The strategic communications specialist advising a financial industry effort to enhance Wall Street's image has plenty of experience in spinning the American public: In the Bush White House, he was one of the aides in charge of the administration's fact-bending campaign to sell the Iraq War.
Bloomberg reported on Thursday that Jim Wilkinson, a one-time senior aide to former Treasury Secretary Henry Paulson, is part of a campaign, spearheaded by the Securities Industry and Financial Markets Association (SIFMA), to quell the upsurge of "populist" anger directed at the financial sector. But the story leaves out an important part of his résumé: He's a GOP PR operative with a history of disseminating misleading information and once served as the deputy communications director in the Bush White House.
In the run-up to the Iraq War, Wilkinson was a member of the White House Iraq Group, which devised the administration's information offensive making the case for deposing Saddam Hussein. He played a key role in drafting "A Decade of Deception and Defiance," a white paper circulated in September 2002. The report outlined the myriad ways in which Saddam's regime had flouted international sanctions, along with its alleged pursuit of weapons of mass destruction and supposed links to terrorism. The paper, riddled with information that has since been debunked, relied in part on the claims of an Iraqi defector, Adnan Ihsan Saeed al Haideri, who had previously been deemed unreliable by intelligence officials. Nevertheless, the document was released to back up Bush's speech to the UN General Assembly on September 12, in which the president laid out a host of allegations against the Iraqi dictator. Among other things, Bush claimed, "Iraq has made several attempts to buy high-strength aluminum tubes used to enrich uranium for a nuclear weapon. Should Iraq acquire fissile material, it would be able to build a nuclear weapon within a year."

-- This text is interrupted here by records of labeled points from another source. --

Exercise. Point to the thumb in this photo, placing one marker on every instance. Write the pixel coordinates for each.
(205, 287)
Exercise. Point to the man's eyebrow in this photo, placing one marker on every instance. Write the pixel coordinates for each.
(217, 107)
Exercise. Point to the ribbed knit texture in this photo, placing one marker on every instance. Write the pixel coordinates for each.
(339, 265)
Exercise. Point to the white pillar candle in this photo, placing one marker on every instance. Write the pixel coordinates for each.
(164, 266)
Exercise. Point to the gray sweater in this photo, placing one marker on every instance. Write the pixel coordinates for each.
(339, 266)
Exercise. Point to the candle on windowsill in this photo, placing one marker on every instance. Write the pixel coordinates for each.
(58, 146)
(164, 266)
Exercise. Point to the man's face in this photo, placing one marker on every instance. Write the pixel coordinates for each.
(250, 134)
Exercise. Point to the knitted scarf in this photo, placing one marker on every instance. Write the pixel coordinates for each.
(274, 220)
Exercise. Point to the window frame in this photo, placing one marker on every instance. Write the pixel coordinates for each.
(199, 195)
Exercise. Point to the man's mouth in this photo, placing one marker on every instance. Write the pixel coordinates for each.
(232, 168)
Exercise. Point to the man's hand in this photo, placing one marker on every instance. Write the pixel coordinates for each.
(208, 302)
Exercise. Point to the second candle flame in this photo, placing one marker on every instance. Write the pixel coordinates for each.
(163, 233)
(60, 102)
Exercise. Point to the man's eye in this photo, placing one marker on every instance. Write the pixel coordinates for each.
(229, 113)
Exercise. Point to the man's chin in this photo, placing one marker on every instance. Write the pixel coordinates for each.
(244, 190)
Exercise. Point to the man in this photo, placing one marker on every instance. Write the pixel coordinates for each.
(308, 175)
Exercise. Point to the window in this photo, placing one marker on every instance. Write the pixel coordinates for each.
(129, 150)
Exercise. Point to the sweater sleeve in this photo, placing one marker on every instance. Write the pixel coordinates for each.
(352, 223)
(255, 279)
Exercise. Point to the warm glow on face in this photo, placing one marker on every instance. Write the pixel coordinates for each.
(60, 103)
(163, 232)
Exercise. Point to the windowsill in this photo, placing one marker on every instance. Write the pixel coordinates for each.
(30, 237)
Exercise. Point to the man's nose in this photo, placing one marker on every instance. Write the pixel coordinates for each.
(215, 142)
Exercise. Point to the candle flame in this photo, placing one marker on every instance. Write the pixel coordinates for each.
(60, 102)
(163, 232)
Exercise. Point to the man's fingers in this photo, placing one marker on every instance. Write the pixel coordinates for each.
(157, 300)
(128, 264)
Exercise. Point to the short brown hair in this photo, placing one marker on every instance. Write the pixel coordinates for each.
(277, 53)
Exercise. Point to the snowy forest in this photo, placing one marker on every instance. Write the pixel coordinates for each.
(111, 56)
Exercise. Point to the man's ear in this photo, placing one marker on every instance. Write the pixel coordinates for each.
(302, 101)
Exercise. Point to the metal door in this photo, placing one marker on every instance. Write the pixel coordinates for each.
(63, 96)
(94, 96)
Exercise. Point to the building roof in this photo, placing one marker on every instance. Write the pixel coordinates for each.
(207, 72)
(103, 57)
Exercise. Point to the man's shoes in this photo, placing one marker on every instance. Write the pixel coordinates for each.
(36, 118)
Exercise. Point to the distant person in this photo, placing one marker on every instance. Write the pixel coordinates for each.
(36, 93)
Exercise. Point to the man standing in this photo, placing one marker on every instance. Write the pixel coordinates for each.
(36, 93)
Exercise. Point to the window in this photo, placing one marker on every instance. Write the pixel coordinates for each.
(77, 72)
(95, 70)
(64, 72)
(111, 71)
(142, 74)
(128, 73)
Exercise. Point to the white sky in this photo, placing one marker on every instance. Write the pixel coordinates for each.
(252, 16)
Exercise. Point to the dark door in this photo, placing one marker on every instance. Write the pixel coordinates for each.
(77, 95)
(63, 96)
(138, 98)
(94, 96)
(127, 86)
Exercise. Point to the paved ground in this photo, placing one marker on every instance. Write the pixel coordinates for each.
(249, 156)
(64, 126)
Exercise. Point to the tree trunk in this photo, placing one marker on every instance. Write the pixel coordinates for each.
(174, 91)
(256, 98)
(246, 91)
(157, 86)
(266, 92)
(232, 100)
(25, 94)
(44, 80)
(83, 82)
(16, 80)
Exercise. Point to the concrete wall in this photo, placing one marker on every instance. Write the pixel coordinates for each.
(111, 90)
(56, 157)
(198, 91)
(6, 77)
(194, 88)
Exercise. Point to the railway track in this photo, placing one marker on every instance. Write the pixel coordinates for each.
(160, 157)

By November 2002 Wilkinson had been installed as Central Command's (CENTCOM) director of strategic communications, where he coordinated the administration's information campaigns on Afghanistan and Iraq. As the military's "Shock and Awe" campaign commenced in March, Wilkinson presided over press conferences at the military's forward base in Doha, Qatar, where reporters were fed a daily dose of spin and misinformation.
In an updated version of The First Casualty, a comprehensive account of journalism during wartime, Phillip Knightley writes that in Doha:
stories were floated, picked up, exaggerated, confirmed and then turned out to be wrong. Basra was secured—it fell seventeen days later. Um Quasa fell daily. Saddam Hussein had been killed; Tariq Assiz had defected—both stories were wrong. There was an uprising in Basra that never happened even though Central Command announced at a briefing that it had. Was this deliberate strategic disinformation?
At one point, Wilkinson claimed that Saddam's forces were seeking uniforms "identical down to the last detail" as those worn by US and British troops. He said Saddam's Fedayeen intended to "wear them when conducting reprisals against the Iraqi people so that they could pass the atrocities off as the work of the United States and the United Kingdom." His claim was never corroborated. Wilkinson was also in charge of CENTCOM briefings when the phony story about Private Jessica Lynch's dramatic capture and rescue was floated, though, when this incident was later probed [PDF] by a congressional panel, he claimed he was unaware of the source of the false information provided to the press.
Wilkinson (who's also credited with promoting the 2000 campaign meme that Al Gore said he created the Internet) later moved on to the Treasury Department. There he served as Paulson's senior strategist and adviser, counseling the treasury secretary and former Goldman Sachs CEO on crisis management and other matters. At the close of the Bush administration, he joined the powerhouse international PR and communications firm of Brunswick Group. In March, Michele Davis, who'd served as Paulson's public affairs director, signed on with the firm as well.
Along with Davis, Wilkinson is now fighting a new information war, on behalf of embattled finance firms yearning for the days when million-dollar bonuses and luxury retreats were none of the public's business. The pair are part of a Brunswick team that's devising SIFMA's PR campaign, which earns the company a retainer of $70,000 a month. The strategy, according to documents obtained by Bloomberg, calls for a "city-by-city, grass roots" effort targeting such international hubs as New York, London, Washington, and Brussels. The goal: to convince the public that Wall Street is open to reform, and is part of the solution, not the problem. But what does it say about Wall Street's commitment to change that it turned to a man notorious for misleading PR campaigns to sell the US public on its transformation?